IBM Cloud Docs
High availability and disaster recovery

High availability and disaster recovery

IBM Watson® Knowledge Studio is highly available within multiple IBM Cloud locations (for example, Dallas and Washington, DC). However, recovering from potential disasters that affect an entire location requires planning and preparation.

You are responsible for understanding your configuration, customization, and usage of the service. You are also responsible for being ready to re-create an instance of the service in a new location and to restore your data in any location. For more information, see How do I ensure zero downtime?

High availability

Knowledge Studio supports high availability with no single point of failure.

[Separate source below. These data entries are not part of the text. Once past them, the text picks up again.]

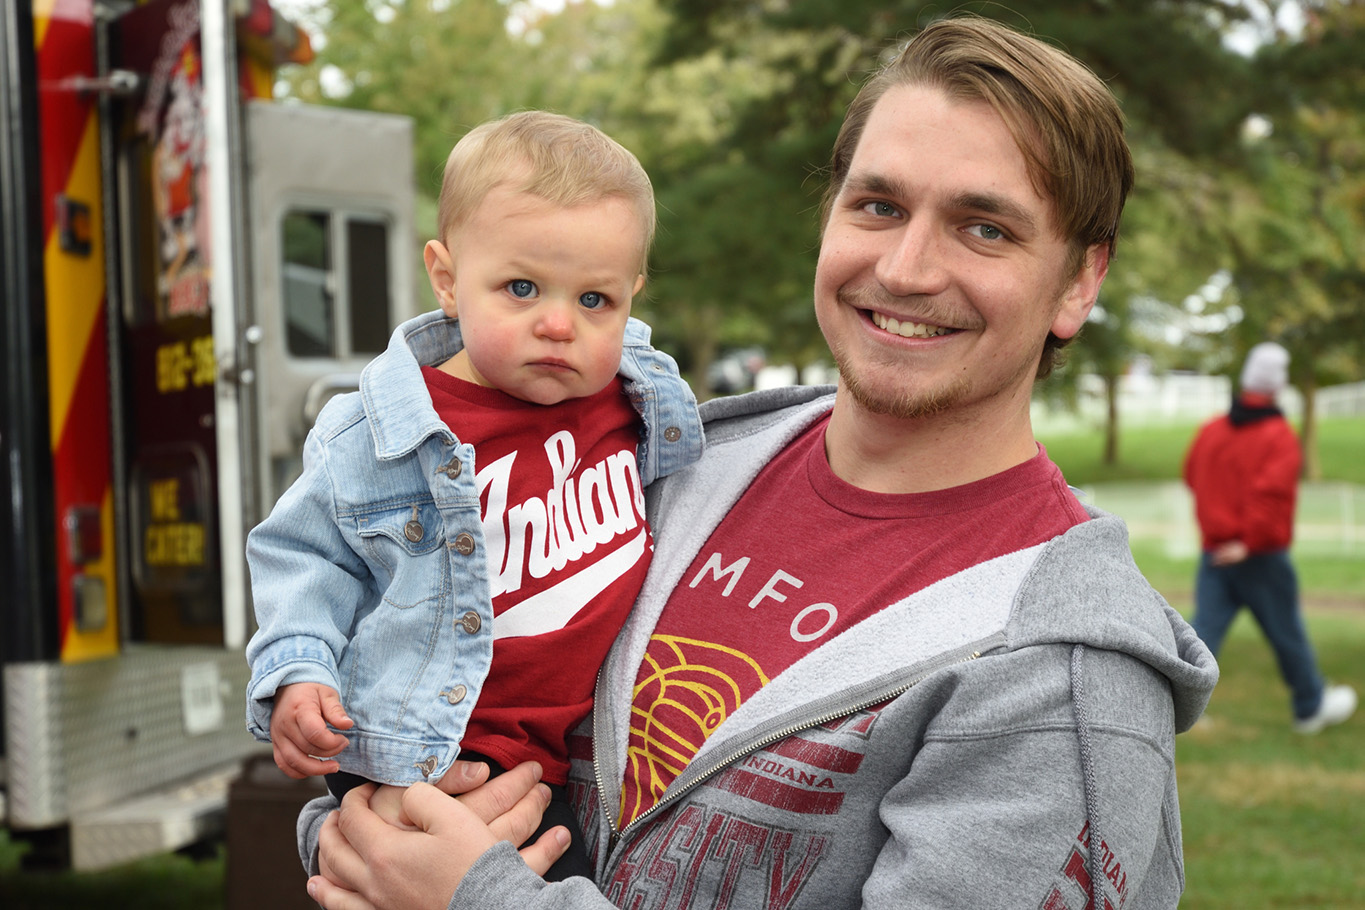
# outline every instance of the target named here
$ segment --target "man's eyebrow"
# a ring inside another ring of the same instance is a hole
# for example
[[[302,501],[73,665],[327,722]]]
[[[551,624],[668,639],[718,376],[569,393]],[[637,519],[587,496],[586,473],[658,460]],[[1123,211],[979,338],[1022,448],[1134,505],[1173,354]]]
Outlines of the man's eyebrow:
[[[1011,221],[1026,233],[1036,233],[1038,219],[1033,213],[1006,196],[997,193],[959,193],[949,200],[953,208],[968,212],[983,212]]]
[[[904,199],[909,195],[909,188],[905,184],[890,177],[883,177],[881,174],[849,174],[848,179],[844,181],[843,191],[890,196],[893,199]]]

The service achieves high availability automatically and transparently by using the multi-zone region (MZR) feature provided by IBM Cloud.

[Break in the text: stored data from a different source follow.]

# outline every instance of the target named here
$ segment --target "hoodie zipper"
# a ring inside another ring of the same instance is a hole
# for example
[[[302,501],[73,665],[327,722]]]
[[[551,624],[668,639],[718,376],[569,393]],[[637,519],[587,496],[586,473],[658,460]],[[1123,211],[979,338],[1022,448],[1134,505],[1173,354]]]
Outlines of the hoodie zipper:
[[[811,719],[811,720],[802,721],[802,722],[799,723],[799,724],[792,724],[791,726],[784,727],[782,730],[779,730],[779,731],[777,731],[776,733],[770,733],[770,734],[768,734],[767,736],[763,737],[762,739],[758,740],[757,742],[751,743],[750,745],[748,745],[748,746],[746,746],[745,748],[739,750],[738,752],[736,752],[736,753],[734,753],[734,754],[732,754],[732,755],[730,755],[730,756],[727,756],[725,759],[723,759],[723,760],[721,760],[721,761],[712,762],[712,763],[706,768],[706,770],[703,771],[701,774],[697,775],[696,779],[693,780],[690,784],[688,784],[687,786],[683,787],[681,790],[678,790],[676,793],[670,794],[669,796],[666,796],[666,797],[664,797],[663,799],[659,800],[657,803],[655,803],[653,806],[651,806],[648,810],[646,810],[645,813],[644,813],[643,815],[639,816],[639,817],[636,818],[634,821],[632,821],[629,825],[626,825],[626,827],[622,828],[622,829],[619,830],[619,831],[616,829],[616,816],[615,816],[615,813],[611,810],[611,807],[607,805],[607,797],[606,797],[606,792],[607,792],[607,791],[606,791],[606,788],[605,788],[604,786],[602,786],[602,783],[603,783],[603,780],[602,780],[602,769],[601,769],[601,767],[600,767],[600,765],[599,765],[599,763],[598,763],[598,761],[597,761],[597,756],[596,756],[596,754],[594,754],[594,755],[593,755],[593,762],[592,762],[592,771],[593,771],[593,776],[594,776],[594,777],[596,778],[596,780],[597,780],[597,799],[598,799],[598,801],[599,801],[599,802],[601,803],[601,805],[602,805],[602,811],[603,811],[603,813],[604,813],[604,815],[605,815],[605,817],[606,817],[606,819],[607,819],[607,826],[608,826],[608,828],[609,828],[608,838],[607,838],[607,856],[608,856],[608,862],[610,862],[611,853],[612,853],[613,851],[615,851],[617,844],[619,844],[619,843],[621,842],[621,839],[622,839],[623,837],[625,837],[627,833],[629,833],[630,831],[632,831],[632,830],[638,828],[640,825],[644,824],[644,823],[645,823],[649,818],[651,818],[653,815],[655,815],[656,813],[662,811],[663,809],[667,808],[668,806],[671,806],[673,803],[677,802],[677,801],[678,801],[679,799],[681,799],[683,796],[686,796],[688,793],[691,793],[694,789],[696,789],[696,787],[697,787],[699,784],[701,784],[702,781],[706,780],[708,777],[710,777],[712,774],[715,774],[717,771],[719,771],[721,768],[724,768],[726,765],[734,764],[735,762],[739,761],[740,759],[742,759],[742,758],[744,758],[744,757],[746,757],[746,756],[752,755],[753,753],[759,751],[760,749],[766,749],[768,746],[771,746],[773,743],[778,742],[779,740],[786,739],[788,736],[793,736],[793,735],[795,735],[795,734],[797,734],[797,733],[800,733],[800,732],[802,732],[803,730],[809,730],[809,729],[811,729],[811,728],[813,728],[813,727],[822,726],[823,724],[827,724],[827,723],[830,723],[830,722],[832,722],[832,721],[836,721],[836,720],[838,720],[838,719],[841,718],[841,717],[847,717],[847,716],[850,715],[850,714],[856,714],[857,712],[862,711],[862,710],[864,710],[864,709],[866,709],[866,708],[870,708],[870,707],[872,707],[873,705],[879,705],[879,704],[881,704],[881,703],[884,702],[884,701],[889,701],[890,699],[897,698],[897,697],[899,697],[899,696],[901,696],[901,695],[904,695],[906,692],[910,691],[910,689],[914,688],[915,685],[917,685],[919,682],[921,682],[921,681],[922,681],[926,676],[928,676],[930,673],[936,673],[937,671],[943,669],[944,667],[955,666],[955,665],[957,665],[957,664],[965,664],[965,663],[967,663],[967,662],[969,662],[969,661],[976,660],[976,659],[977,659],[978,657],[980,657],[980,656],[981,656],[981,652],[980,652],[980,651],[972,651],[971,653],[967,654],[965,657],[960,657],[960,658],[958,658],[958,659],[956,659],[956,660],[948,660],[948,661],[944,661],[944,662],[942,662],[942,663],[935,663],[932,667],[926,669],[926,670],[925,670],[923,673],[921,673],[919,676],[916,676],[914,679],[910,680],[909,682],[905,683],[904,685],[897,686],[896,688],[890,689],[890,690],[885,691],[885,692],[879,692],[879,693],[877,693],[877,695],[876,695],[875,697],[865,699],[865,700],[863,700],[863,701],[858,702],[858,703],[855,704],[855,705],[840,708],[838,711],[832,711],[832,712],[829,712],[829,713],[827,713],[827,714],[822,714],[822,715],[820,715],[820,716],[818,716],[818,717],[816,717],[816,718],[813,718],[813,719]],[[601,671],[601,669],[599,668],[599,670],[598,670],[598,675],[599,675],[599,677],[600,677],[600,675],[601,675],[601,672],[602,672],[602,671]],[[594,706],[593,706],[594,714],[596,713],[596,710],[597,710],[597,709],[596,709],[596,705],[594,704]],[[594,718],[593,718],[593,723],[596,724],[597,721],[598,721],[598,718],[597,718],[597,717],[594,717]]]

IBM Cloud enables multiple zones that do not share a single point of failure within a single location. It also provides automatic load balancing across the zones within a region.

Disaster recovery

Disaster recovery can become an issue if an IBM Cloud location experiences a significant failure that includes the potential loss of data. Because MZR is not available across locations, you must wait for IBM to bring a location back online if it becomes unavailable. If underlying data services are compromised by the failure, you must also wait for IBM to restore those data services.

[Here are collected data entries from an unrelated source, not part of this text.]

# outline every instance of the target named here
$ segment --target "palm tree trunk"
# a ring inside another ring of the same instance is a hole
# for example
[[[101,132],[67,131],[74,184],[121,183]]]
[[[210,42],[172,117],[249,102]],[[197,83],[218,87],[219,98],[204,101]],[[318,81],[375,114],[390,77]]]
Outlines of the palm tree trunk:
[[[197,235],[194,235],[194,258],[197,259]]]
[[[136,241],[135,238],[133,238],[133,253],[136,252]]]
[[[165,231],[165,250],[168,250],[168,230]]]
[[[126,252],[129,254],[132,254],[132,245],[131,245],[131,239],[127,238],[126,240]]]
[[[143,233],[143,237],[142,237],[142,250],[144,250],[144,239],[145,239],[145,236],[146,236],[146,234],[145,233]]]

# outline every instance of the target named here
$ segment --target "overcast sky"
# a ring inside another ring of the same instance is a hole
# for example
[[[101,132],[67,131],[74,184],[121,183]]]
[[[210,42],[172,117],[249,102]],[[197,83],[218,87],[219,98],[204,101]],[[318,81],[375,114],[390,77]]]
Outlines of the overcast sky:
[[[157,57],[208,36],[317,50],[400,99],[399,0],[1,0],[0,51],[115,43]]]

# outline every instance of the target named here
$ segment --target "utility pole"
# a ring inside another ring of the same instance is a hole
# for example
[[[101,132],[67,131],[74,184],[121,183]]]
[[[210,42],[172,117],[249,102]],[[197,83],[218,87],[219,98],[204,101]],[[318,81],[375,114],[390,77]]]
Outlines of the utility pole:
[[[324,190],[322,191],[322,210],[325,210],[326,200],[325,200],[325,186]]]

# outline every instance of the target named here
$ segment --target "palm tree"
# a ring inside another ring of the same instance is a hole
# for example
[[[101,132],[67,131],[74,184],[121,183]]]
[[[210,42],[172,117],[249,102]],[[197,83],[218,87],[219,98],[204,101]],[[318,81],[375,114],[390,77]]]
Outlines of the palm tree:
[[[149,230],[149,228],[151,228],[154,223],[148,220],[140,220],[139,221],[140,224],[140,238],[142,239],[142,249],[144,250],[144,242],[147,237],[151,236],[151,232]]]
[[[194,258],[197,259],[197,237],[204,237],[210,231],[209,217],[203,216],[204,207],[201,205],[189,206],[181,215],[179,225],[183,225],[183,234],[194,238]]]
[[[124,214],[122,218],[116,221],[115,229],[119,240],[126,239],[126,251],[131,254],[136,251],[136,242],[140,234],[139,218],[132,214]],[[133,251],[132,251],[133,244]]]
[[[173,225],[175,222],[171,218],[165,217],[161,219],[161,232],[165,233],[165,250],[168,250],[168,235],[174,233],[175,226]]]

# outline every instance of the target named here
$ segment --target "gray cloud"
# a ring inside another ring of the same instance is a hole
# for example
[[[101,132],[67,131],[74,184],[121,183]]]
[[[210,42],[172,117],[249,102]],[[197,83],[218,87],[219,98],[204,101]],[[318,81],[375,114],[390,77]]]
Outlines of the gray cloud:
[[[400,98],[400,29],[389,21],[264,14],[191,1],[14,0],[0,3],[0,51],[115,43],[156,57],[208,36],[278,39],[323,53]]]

If a catastrophic failure occurs, IBM might not be able to recover data from database backups. In this case, you need to restore your data to return your service instance to its most recent state. You can restore the data to the same or to a different location.

Your disaster recovery plan includes knowing, preserving, and being prepared to restore all data that is maintained on IBM Cloud. This stored data includes the training data for your models.

Re-creating models from saved data takes time. You can maintain parallel service configurations in multiple locations to help eliminate the turnaround time associated with disaster recovery.

Disaster recovery for models

For models, understand which data can be backed up, restore and re-create necessary artifacts, and then retrain and redeploy the models.

Backing up data

Some data can be backed up, and some must be re-created:

  1. Understand which data can be backed up
  2. Prepare for backup
  3. Download artifacts from the current instance

Restoring data, models, and tasks

To recover from a disaster:

  1. Recreate workspaces on the new instance
  2. Restore the workspace data
  3. Restore the models
  4. Restore any incomplete annotation tasks